In Livingston v. Marshall, 82 Ga. 281 (3) (11 SE 542), where the sheriff's entry recited that the defendant is not to be found in the county and the defendant demurred, among others, on the ground that "there is no proper service of the bill," this court held: "That a bill has not been served is not a ground of demurrer to the same." See Savannah, Fla. &c. R. Co. v. Atkinson, 94 Ga. 780, 782 (21 SE 1010); Pryse v. Cutliffe, 57 Ga. App. 548, 550 (195 SE 913). In the instant case, the Court of Appeals held that a motion to dismiss would be the correct method to attack a return which is void on its face, citing Cox v. Potts, 67 Ga. 521, 527, and Bell v. New Orleans &c. R. Co., 2 Ga. App. 812, 816 (59 SE 102), and that it would be pointless to say that the defendant in this case failed to strictly comply with the requisites of a valid attack on service.
A demurrer based upon facts not alleged in the pleading which it attacks is a speaking demurrer. Reid v. Caldwell, 120 Ga. 718 (5) (48 SE 191). Thus, that a defendant "had not been served was not a fact which appeared from the allegations of the petition, and even if such facts were material to the other defendant it could not be taken advantage of by a demurrer to the petition." Miller v. Straus, 38 Ga. App. 781, 782 (145 SE 501), and cases cited. The defendant having appeared and secured a favorable ruling as to venue jurisdiction and having improperly raised the issue of lack of service, it can not be heard to complain at a later time that there was no valid service; for objections pertaining to service had been waived.
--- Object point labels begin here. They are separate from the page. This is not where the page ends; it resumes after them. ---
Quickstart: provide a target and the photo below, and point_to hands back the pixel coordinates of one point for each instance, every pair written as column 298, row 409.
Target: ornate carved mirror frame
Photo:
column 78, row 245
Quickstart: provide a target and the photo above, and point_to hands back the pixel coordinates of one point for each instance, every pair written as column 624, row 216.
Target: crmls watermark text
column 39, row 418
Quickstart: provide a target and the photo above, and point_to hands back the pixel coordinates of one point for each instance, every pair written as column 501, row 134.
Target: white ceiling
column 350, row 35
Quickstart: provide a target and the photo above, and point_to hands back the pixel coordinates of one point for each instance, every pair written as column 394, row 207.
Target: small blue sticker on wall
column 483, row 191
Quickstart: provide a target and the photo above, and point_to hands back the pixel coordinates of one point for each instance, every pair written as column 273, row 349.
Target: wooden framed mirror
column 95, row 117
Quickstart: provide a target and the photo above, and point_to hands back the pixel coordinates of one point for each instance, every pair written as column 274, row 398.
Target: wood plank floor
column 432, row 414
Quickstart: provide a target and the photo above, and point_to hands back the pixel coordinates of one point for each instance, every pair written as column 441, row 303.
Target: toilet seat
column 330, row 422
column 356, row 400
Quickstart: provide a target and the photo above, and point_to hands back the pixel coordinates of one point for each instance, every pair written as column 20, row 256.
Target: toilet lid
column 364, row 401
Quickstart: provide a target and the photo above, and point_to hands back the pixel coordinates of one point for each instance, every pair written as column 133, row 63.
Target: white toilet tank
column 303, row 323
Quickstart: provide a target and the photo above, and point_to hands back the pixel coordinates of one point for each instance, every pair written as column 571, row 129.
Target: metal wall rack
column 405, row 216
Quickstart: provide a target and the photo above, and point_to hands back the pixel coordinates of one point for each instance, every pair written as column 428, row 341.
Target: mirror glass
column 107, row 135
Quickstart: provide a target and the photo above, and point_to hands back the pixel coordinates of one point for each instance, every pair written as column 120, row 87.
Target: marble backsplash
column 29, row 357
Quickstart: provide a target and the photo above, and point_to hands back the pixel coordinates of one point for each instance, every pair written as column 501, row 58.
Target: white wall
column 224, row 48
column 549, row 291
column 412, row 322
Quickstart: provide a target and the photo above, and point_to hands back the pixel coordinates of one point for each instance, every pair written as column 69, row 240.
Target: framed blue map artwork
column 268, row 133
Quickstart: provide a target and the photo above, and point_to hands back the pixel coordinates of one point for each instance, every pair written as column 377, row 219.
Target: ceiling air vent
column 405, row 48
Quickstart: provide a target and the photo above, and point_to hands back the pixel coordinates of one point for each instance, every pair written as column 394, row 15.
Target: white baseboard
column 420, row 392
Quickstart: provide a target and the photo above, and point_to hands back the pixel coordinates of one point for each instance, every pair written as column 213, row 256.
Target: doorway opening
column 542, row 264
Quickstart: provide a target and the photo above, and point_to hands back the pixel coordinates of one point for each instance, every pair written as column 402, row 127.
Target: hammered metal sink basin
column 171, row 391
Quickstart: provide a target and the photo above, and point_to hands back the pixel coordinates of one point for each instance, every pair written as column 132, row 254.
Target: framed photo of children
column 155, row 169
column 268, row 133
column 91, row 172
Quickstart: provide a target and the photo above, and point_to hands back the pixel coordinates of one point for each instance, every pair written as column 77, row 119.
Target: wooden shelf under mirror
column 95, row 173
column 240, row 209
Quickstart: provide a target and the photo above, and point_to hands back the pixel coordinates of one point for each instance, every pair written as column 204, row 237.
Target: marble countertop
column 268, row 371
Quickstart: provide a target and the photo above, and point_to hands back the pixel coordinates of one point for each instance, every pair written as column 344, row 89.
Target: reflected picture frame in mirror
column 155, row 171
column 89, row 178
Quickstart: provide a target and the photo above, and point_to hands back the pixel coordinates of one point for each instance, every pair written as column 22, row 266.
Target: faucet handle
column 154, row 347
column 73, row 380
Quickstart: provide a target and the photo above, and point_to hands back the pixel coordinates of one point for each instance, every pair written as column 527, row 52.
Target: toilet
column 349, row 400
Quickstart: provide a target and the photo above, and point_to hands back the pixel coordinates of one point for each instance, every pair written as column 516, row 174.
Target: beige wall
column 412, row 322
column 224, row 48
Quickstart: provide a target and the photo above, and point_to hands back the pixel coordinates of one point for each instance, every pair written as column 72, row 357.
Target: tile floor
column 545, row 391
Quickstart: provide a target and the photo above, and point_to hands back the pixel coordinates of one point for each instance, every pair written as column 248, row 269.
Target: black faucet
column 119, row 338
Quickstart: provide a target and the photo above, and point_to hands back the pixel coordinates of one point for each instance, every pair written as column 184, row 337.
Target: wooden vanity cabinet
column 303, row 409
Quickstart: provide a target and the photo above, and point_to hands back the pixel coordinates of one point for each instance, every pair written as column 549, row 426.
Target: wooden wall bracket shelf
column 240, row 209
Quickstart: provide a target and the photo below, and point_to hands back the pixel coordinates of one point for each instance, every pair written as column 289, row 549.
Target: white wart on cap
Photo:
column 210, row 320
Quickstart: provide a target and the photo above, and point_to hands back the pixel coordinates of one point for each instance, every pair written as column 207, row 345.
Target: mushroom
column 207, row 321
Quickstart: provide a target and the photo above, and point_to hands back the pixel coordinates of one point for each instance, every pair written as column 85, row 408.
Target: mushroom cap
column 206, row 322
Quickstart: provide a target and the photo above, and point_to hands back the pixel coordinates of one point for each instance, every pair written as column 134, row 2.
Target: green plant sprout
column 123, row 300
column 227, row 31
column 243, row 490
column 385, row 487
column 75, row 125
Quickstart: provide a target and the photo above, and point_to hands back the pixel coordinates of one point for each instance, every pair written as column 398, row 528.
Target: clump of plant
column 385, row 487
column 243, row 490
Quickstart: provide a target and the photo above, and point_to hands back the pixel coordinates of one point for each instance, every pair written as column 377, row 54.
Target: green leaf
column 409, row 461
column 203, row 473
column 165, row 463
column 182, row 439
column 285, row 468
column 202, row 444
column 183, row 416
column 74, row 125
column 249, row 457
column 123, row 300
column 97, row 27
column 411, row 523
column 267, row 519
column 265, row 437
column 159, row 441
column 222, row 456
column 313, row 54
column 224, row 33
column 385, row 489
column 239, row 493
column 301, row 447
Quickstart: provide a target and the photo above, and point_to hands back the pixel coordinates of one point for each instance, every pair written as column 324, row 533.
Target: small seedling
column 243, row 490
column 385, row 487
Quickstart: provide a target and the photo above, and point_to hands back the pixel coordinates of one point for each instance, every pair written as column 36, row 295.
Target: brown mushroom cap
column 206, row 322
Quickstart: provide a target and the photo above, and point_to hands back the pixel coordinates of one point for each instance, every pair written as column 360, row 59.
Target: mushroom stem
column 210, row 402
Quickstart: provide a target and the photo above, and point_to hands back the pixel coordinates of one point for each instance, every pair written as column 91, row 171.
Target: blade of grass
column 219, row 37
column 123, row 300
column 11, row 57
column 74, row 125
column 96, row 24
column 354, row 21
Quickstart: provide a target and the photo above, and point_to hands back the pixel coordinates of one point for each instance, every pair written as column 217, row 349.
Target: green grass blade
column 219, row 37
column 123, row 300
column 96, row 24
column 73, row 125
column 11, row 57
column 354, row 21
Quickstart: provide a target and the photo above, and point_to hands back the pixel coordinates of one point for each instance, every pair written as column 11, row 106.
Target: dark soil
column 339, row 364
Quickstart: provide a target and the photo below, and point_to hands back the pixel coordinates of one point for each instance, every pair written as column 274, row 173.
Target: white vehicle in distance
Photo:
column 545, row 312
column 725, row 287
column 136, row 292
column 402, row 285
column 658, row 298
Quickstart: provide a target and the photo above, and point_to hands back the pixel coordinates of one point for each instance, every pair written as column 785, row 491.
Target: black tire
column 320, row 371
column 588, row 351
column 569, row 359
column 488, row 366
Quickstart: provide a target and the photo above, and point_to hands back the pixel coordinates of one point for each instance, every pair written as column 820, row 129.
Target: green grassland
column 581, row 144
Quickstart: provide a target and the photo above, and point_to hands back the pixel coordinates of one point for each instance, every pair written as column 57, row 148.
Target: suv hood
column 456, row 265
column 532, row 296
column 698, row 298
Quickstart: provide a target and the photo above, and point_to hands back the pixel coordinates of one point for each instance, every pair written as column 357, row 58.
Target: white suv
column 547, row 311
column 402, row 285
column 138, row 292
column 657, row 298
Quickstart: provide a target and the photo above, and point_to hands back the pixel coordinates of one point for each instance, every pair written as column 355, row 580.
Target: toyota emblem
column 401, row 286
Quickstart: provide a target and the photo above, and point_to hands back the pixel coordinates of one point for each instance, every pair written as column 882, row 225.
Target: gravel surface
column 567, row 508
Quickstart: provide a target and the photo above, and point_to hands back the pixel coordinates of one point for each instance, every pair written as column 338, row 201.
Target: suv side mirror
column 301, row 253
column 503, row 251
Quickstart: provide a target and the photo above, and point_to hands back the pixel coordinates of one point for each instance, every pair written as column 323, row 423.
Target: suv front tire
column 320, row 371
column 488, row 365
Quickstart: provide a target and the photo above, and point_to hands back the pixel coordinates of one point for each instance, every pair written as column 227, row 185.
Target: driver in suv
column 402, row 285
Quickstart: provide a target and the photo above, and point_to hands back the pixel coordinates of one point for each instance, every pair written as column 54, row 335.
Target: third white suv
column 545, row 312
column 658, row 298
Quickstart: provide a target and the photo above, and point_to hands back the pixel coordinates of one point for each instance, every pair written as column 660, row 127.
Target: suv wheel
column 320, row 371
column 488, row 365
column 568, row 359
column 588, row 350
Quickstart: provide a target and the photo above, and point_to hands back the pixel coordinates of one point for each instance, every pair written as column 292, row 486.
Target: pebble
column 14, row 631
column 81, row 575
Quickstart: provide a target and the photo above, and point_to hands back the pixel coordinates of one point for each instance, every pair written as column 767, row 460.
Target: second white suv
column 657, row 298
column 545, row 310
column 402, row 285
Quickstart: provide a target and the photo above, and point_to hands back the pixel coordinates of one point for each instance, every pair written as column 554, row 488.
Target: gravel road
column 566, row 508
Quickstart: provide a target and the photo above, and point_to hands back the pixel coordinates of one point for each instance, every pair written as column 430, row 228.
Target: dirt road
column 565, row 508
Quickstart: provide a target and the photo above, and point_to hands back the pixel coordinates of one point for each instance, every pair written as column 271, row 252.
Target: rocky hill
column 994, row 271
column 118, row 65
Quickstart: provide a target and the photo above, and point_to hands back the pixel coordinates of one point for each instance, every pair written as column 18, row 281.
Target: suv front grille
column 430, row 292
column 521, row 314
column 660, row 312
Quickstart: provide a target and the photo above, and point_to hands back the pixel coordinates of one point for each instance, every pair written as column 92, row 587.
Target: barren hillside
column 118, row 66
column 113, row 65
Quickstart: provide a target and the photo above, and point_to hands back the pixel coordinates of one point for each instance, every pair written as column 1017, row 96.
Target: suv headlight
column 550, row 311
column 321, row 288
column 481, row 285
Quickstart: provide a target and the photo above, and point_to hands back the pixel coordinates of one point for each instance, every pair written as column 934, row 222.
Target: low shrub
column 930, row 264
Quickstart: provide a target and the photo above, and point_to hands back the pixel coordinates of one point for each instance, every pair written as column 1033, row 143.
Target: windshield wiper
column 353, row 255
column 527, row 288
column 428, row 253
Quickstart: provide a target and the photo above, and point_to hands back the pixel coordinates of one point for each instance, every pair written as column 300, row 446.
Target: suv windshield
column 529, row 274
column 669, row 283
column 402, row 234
With no valid attack made as to want of service, the rule pronounced in Cutliffe v. Pryse, 187 Ga. 51, 55 (200 SE 124), is applicable. "If after such waiver [the waiver being the filing of a plea to the jurisdiction without objecting to the service or want of service] the plaintiff dismisses his action" in one county "and within six months from the dismissal institutes suit against the defendant on the same cause of action" in the proper county, "the provisions of the Code, 3-808 will apply, and the latter action will not be barred by the statute of limitations." Hence, the judgment of the Court of Appeals reversing the trial court must be
Reversed. All the Justices concur.
ARGUED APRIL 8, 1963 -- DECIDED MAY 9, 1963 -- REHEARING DENIED MAY 29, 1963.